TL;DR
Shared Access Signatures (SAS) tokens provide temporary access to Azure resources. This guide shows you how to create and use them securely, focusing on minimising risk by limiting permissions and duration.
1. Understand SAS Token Types
There are three main types of SAS tokens:
- Account SAS: Grants access to the entire storage account. Avoid this if possible – it’s too broad.
- Service SAS: Grants access to a specific service (e.g., Blob, Queue, Table) within an account. Better than Account SAS but still potentially wide-ranging.
- Resource SAS: Grants access to a single resource (e.g., a specific blob). This is the most secure option and should be preferred whenever feasible.
2. Creating a SAS Token using Azure Portal
- Navigate to the resource you want to protect (e.g., a Blob container in your Storage account).
- Select Generate SAS. The exact location varies slightly depending on the resource type.

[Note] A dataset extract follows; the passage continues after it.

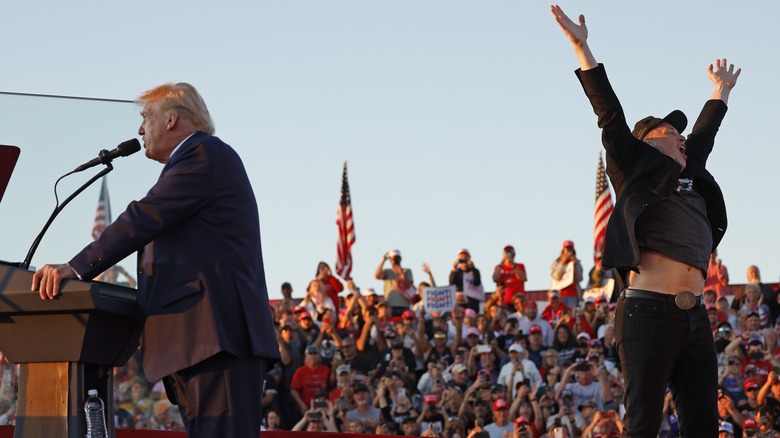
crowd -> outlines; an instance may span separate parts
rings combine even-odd
[[[449,282],[457,305],[429,312],[399,251],[375,272],[384,290],[341,283],[320,263],[305,297],[282,286],[276,303],[282,361],[265,382],[267,429],[442,437],[620,436],[624,384],[615,346],[609,270],[583,275],[572,242],[550,267],[545,302],[527,299],[525,267],[507,246],[495,292],[467,250]],[[723,437],[780,431],[777,291],[750,284],[726,295],[728,271],[710,261],[705,306],[720,369]],[[777,321],[777,322],[775,322]],[[292,408],[290,408],[292,407]],[[671,393],[662,437],[679,436]]]
[[[620,436],[623,379],[615,347],[614,287],[597,263],[583,276],[572,242],[550,267],[548,300],[529,300],[511,246],[488,282],[463,249],[447,284],[457,305],[429,312],[399,251],[375,272],[384,290],[342,283],[326,263],[302,299],[289,283],[274,305],[281,361],[263,384],[266,430],[448,438]],[[583,278],[584,277],[584,278]],[[757,267],[732,296],[710,261],[704,302],[719,361],[721,437],[780,436],[780,304]],[[567,284],[568,281],[568,284]],[[0,424],[13,424],[17,371],[0,365]],[[183,430],[161,382],[136,357],[114,373],[117,427]],[[660,437],[679,436],[671,393]]]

- Configure permissions: Carefully select only the necessary permissions. Common options include Read, Write, Delete, List.

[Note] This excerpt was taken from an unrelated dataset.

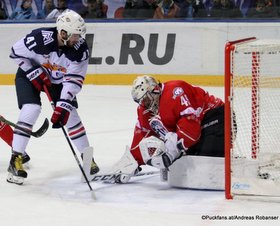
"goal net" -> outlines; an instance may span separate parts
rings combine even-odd
[[[226,44],[225,102],[226,198],[279,199],[280,40]]]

- Set an expiry time: Choose the shortest possible duration that meets your needs. Avoid long-lived tokens.
- Select Allowed protocols (HTTPS is recommended).
- Allowed IP addresses (optional): Restrict access to specific IPs for added security.

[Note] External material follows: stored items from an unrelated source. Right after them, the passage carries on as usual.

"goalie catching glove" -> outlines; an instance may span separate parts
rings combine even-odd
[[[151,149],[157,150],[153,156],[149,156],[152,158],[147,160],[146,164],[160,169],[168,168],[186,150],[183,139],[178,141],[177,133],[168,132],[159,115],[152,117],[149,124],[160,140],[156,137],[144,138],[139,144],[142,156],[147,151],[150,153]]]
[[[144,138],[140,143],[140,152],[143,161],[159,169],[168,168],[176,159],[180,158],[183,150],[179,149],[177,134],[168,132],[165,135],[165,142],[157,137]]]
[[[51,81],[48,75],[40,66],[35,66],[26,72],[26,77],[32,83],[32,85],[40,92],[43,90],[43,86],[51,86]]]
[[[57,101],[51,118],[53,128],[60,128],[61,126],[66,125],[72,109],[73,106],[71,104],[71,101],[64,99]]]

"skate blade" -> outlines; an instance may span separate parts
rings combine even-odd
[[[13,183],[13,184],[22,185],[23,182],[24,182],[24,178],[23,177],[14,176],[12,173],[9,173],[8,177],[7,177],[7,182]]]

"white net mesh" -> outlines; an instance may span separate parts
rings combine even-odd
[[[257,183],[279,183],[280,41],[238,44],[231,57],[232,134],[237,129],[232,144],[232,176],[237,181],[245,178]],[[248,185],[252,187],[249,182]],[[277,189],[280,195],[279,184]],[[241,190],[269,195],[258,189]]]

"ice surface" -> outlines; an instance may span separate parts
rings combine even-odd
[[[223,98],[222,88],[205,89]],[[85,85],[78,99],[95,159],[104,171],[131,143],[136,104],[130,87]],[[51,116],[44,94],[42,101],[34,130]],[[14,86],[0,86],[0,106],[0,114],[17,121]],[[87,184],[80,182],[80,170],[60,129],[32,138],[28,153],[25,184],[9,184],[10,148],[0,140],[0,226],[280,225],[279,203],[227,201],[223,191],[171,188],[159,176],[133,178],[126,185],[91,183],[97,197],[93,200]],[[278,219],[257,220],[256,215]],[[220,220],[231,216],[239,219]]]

- Copy the generated SAS token and URL. Treat this token like a password!
3. Creating a SAS Token using Azure CLI
For automation, use the Azure CLI:
az storage container generate-sas --account-name <storage_account_name> --name <container_name> --permissions rwl --expiry 2024-12-31T23:59Z --https-only true
Replace placeholders with your actual values.
4. Best Practices for SAS Token Security
- Principle of Least Privilege: Grant only the minimum permissions required for the task.
- Short Expiry Times: Limit the token’s lifespan to reduce the window of opportunity for misuse. Consider tokens lasting minutes or hours, not days or months.
- HTTPS Only: Always use HTTPS to encrypt communication and prevent interception of the SAS token.
- IP Restrictions (where possible): Restrict access to known IP addresses if appropriate.
- Avoid Account SAS: Prefer Service or Resource SAS tokens whenever possible.
- Regular Rotation: If you must use longer-lived tokens, rotate them regularly.
- Secure Storage of Tokens: Do not hardcode SAS tokens in your application code. Use environment variables, Azure Key Vault, or other secure storage mechanisms.
- Monitor Usage: Enable logging and monitoring to detect suspicious activity related to SAS token usage.
5. Revoking a SAS Token
You can revoke a SAS token by:
- Deleting the resource it grants access to (e.g., deleting the blob).
- Regenerating the SAS token with new parameters, effectively invalidating the old one.
- Rotating storage account keys (this will invalidate all existing SAS tokens based on those keys). Be careful! This impacts other services using the same key.
6. Example Scenario: Securely Uploading a Blob
- Create a Resource SAS token for the specific blob you want to upload to, granting only Write permission and setting a short expiry time (e.g., 1 hour).
- Use this token in your application code to perform the upload operation.
- Once the upload is complete, the token expires automatically.